画集の編集作業もいよいよ最終段階を迎えようとしている。ところがここにきてまさかの問題が持ち上がった。表紙に予定していた作品の画像データが解像度不足と判明。芸術新聞社の今回の担当Yさんの話によると、この作品の撮影された当時のカメラと今のものとではすでに性能に大きな差があるようで、今回表紙に使うにあたってトリミングしなければならないのだが、そうすると画像の鮮明さに難があるとのこと。どうしたもんかと思いながら実際に色校正用のプリントを見せてもらうと、一見ちゃんと撮れていて、そのまま使っても問題ないように見えるが、じっくり見ていると、確かにわずかにぼやけた印象もある。すでに色校正も進んでいる段階。このまま今の画像で良しとしてしまうか、それとも…。社内ほか、何人かの人に見せたところ、その多くは全く気にならない。ということだったようだが、Yさんは「せっかくの画集の表紙、ここで妥協したらあとで悔いが残ると思うんです。」…と、印刷会社と交渉し、もう一度作品を撮り直して今の画像と差し替えることを提案してくれた。完璧を目指そうというこだわりはありがたかった。ところで問題は、作品がすでにコレクターさんのところに収まっていて、それは福島県にあるということ。予算と日程のぎりぎりのところ、ああでもないこうでもないとやり取りがあった末、コレクターさんの了解を得、今日、Yさんと二人で作品を借りに福島まで車を飛ばすことになった。

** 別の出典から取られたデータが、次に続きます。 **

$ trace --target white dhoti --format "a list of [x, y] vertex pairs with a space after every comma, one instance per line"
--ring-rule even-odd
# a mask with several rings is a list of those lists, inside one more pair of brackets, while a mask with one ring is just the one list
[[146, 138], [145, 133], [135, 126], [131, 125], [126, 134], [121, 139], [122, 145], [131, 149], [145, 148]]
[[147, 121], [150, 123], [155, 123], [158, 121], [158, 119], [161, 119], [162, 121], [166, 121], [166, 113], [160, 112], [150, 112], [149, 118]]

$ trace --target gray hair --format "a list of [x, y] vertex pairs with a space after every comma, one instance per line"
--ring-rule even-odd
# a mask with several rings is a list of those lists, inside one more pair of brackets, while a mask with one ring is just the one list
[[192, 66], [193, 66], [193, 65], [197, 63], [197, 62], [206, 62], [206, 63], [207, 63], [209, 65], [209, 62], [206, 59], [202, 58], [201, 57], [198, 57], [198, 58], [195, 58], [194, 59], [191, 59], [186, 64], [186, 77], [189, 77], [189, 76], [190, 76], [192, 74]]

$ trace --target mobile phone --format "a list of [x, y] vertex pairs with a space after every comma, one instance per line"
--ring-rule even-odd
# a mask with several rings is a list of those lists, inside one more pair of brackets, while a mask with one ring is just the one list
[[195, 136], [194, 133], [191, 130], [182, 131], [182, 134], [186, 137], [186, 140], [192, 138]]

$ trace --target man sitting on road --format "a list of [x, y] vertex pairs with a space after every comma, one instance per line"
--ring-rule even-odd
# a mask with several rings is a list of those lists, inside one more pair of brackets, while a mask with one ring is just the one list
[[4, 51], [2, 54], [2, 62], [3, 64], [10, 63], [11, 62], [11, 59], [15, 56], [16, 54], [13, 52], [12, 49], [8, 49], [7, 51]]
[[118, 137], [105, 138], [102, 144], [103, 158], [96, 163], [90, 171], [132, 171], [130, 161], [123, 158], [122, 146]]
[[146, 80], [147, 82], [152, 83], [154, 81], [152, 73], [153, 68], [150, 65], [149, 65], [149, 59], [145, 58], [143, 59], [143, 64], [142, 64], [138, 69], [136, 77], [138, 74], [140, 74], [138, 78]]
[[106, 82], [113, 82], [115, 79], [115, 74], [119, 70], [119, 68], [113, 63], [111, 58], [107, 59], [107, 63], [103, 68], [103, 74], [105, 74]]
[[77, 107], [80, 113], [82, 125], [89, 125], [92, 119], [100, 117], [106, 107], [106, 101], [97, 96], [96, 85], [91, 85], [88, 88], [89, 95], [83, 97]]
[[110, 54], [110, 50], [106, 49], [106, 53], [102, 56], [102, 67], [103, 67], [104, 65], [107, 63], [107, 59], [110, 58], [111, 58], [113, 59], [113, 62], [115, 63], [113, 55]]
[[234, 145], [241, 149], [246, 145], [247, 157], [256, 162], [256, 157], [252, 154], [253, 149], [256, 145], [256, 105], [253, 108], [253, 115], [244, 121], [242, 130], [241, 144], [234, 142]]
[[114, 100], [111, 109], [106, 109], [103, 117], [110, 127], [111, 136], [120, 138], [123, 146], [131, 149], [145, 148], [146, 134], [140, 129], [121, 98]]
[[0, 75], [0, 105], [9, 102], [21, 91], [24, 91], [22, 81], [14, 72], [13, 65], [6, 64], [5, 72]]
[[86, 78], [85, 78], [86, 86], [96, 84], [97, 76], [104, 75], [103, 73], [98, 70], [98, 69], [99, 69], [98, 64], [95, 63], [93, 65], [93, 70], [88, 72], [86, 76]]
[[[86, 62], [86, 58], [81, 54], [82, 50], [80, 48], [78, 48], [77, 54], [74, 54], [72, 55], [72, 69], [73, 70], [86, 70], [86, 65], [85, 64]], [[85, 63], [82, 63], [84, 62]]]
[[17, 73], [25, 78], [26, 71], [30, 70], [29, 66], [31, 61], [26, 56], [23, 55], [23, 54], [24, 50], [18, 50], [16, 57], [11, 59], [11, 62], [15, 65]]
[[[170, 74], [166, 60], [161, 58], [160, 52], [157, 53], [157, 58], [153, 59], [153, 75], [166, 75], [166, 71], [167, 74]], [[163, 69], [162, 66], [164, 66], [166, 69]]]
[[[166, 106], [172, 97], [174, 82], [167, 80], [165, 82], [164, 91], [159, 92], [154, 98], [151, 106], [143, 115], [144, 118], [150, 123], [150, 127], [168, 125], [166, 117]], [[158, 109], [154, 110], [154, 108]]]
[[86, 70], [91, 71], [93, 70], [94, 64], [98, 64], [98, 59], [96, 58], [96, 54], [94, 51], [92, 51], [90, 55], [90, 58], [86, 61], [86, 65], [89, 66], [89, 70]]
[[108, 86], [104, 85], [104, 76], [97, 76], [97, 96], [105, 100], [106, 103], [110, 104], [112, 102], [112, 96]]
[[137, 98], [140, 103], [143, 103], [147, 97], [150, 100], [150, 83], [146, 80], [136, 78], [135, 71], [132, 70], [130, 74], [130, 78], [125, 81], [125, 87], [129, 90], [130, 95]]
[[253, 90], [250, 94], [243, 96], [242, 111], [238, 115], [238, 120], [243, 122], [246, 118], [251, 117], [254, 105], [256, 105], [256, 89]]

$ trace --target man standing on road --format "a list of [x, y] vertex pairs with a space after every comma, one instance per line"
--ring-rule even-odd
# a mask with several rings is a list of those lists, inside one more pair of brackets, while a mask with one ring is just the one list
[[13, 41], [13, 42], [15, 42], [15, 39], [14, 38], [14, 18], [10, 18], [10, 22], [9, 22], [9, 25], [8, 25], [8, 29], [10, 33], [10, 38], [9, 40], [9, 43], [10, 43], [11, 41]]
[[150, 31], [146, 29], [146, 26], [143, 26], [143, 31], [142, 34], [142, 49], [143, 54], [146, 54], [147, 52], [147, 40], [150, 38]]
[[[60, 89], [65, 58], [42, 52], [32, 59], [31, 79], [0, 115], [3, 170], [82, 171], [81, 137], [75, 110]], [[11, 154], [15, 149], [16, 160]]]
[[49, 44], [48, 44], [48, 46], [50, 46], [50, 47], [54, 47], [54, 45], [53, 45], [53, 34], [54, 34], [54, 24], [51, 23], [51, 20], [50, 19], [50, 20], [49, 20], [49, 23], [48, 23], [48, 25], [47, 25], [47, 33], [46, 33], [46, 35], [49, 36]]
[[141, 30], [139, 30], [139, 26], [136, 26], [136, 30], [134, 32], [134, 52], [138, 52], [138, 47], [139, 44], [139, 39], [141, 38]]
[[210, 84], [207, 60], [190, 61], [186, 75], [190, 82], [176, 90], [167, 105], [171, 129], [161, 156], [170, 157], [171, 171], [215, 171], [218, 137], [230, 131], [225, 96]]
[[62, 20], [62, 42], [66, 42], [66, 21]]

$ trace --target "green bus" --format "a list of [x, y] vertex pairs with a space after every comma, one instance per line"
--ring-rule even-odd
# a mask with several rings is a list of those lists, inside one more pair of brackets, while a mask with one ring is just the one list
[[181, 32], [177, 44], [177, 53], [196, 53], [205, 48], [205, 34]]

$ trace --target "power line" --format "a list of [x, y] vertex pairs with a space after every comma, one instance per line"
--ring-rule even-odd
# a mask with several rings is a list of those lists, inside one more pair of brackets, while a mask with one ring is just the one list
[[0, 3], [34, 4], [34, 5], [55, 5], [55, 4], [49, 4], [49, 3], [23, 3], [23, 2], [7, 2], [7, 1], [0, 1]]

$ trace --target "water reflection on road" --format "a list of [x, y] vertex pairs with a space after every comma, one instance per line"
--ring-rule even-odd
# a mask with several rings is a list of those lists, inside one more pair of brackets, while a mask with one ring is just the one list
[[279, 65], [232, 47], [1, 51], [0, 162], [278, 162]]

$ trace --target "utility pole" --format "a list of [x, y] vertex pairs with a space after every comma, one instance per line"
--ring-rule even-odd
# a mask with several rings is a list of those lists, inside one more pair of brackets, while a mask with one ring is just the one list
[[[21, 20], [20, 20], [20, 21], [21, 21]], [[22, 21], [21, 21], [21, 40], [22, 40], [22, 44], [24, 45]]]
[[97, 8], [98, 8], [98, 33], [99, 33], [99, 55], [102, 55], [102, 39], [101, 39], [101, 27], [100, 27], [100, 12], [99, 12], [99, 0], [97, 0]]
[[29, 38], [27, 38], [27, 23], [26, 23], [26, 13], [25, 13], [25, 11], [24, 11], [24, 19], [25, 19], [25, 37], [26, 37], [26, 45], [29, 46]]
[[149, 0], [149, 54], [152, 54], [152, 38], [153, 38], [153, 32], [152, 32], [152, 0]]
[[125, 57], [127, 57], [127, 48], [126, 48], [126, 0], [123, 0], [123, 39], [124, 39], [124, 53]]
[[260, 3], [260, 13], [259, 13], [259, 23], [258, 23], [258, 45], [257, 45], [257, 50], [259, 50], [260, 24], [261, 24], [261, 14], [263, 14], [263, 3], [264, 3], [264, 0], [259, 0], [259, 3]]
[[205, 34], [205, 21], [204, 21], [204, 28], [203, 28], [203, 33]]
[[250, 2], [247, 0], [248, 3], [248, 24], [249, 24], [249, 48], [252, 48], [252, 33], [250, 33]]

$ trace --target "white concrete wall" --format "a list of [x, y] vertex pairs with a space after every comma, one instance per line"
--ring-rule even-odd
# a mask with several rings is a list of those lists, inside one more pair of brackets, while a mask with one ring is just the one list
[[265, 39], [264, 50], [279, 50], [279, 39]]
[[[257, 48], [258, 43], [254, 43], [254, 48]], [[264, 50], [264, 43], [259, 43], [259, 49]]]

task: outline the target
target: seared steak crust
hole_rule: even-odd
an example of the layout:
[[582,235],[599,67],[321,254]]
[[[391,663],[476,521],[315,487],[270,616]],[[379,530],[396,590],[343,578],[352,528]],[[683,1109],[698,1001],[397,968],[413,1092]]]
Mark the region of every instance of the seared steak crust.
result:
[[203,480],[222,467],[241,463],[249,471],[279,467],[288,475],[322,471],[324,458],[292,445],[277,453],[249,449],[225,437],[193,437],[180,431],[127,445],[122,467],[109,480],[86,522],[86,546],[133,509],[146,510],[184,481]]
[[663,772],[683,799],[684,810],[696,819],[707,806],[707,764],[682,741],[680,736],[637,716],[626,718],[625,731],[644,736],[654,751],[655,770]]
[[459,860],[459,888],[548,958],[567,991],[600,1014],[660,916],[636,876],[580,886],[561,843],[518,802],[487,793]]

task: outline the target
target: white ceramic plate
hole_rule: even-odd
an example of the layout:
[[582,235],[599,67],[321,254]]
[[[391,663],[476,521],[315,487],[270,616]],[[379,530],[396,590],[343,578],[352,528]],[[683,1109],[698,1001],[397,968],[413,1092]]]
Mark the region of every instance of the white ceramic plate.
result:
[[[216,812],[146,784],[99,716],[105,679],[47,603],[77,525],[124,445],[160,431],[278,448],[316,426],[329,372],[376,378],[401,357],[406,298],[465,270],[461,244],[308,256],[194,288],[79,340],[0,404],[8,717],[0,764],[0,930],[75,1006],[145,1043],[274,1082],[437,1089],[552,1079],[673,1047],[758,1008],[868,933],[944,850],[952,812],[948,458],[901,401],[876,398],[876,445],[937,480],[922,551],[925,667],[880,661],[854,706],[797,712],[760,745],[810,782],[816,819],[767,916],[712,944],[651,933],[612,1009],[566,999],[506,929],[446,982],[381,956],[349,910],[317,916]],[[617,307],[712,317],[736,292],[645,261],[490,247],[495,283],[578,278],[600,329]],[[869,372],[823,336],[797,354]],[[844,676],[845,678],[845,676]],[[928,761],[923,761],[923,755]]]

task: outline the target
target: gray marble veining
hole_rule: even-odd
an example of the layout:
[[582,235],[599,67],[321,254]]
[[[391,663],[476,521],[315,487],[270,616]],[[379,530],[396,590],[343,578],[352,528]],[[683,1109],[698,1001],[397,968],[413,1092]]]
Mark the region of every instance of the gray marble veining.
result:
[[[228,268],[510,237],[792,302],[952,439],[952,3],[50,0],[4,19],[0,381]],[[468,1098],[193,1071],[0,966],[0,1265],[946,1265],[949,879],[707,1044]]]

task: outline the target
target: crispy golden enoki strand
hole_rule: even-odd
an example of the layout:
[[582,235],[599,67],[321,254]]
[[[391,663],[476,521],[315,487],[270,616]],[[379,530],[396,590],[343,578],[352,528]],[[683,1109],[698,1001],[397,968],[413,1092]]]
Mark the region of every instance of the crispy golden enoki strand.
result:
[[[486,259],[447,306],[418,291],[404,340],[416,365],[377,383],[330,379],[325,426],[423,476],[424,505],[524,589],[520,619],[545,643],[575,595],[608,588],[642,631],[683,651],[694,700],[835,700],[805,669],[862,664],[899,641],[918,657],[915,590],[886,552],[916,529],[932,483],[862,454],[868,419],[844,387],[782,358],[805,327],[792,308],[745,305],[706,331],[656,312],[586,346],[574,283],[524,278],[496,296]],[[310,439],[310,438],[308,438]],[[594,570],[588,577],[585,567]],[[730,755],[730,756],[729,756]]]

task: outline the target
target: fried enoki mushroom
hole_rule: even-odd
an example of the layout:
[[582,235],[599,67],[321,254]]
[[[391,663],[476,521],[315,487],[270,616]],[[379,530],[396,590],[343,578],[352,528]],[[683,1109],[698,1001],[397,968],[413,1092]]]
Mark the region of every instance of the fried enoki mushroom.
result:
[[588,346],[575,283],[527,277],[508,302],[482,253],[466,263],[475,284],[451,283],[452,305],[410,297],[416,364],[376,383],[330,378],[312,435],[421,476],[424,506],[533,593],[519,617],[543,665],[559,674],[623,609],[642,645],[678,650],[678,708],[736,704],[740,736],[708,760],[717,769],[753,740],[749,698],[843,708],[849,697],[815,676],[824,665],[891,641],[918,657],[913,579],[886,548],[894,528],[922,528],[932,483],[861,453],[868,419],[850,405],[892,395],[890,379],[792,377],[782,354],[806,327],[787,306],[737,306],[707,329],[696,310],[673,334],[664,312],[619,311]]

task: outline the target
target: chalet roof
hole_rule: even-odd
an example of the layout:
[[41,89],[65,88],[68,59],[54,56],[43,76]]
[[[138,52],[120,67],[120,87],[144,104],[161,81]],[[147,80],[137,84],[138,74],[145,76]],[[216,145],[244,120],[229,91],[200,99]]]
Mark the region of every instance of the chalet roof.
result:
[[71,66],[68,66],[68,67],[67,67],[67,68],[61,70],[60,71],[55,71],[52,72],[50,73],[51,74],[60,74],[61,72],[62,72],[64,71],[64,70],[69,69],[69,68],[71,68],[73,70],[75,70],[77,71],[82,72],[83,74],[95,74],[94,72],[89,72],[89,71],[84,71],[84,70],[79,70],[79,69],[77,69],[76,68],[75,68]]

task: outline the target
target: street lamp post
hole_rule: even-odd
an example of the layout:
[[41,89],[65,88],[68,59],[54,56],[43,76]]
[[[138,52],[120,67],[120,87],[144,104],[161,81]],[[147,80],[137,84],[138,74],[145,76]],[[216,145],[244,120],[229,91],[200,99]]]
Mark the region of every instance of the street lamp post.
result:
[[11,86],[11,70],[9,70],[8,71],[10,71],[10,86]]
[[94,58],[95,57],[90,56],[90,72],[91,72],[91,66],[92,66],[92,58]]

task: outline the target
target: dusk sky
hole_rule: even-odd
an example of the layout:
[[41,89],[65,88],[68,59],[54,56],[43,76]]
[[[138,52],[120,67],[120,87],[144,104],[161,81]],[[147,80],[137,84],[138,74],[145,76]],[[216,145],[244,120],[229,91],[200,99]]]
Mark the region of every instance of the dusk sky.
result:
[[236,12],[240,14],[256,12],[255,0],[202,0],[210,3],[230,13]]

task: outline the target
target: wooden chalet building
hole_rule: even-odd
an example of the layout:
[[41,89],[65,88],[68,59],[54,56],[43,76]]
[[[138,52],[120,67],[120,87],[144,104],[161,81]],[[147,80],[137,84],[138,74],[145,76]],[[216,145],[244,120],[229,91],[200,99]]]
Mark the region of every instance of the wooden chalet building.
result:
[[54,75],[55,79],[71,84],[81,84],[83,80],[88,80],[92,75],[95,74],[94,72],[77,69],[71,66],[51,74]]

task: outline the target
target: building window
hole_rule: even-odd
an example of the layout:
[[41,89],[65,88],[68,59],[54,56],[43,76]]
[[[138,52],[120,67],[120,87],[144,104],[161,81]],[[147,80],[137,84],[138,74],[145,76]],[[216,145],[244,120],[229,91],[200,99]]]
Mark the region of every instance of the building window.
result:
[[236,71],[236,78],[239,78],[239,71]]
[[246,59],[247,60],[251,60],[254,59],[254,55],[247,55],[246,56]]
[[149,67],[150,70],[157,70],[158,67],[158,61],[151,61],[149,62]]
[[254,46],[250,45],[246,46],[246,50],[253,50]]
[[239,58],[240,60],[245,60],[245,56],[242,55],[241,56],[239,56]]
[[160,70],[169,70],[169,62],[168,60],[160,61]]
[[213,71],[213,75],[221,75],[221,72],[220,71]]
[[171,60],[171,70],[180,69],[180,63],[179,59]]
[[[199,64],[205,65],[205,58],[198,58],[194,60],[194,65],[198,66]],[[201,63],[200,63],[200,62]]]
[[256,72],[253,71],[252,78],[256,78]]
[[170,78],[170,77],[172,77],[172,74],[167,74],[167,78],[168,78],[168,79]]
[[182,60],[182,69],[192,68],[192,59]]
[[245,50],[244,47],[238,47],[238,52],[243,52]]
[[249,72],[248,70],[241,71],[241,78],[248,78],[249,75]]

風は強いが日差しは暖かい。東京は桜も見頃を迎えつつあるが、車が北に向うにつれて花数は少なくなっていく。わずかに福島の春は東京より遅いようだ。
昼には現地につき、作品を受け取った。そのまま東京に引き返す。順調に帰ったものの、都内に入ると急に車が増え、進みが悪くなる。それでも4時には品川にあるスタジオに到着した。
エス・アンド・ティフォトの南さんは私の最初の個展の時からずっと絵の写真を撮ってくれている。多くの作家の作品を撮っているベテラン。知り合いの写実画家のほとんどが撮ってもらっていると言っていいほどだ。私の絵にしてもどんなところを見せたいのかをきちんと理解しながら撮ってくれるので、安心して任せられる。出来上がった作品を撮っているのに、「小尾さん。この下に赤味の色が入ってます?」なんて、下層の色のことまでわかってしまうらしく、こちらが驚かされることもしばしばだ。世の中いろんなところに職人技を持った人っているんだなあ…、と、いろんな所で思わされる。他にもたとえば印刷会社の人。作品のポジを見て、実際の作品を観たことがあるわけでもないのに、一瞬で「ちょっと 赤いですねえ。これは青いかな。」などと指摘するだけではなく、「ああ、この子供の首のあたり、皮膚の剥がれた感じまで描いてるんですねえ。」などと、実物を見ても気付かないような細部を言い当ててしまう。
画廊、出版社、カメラマン、印刷会社、美術館、コレクター、モデル…今回の出版にあたって考えてみるとそれぞれ特殊な力を持ったどれだけ多くの協力者があってできていくのかということをあらためて感じる。まだ出来上がってないが、あらためて協力者の皆さんにお礼申し上げます。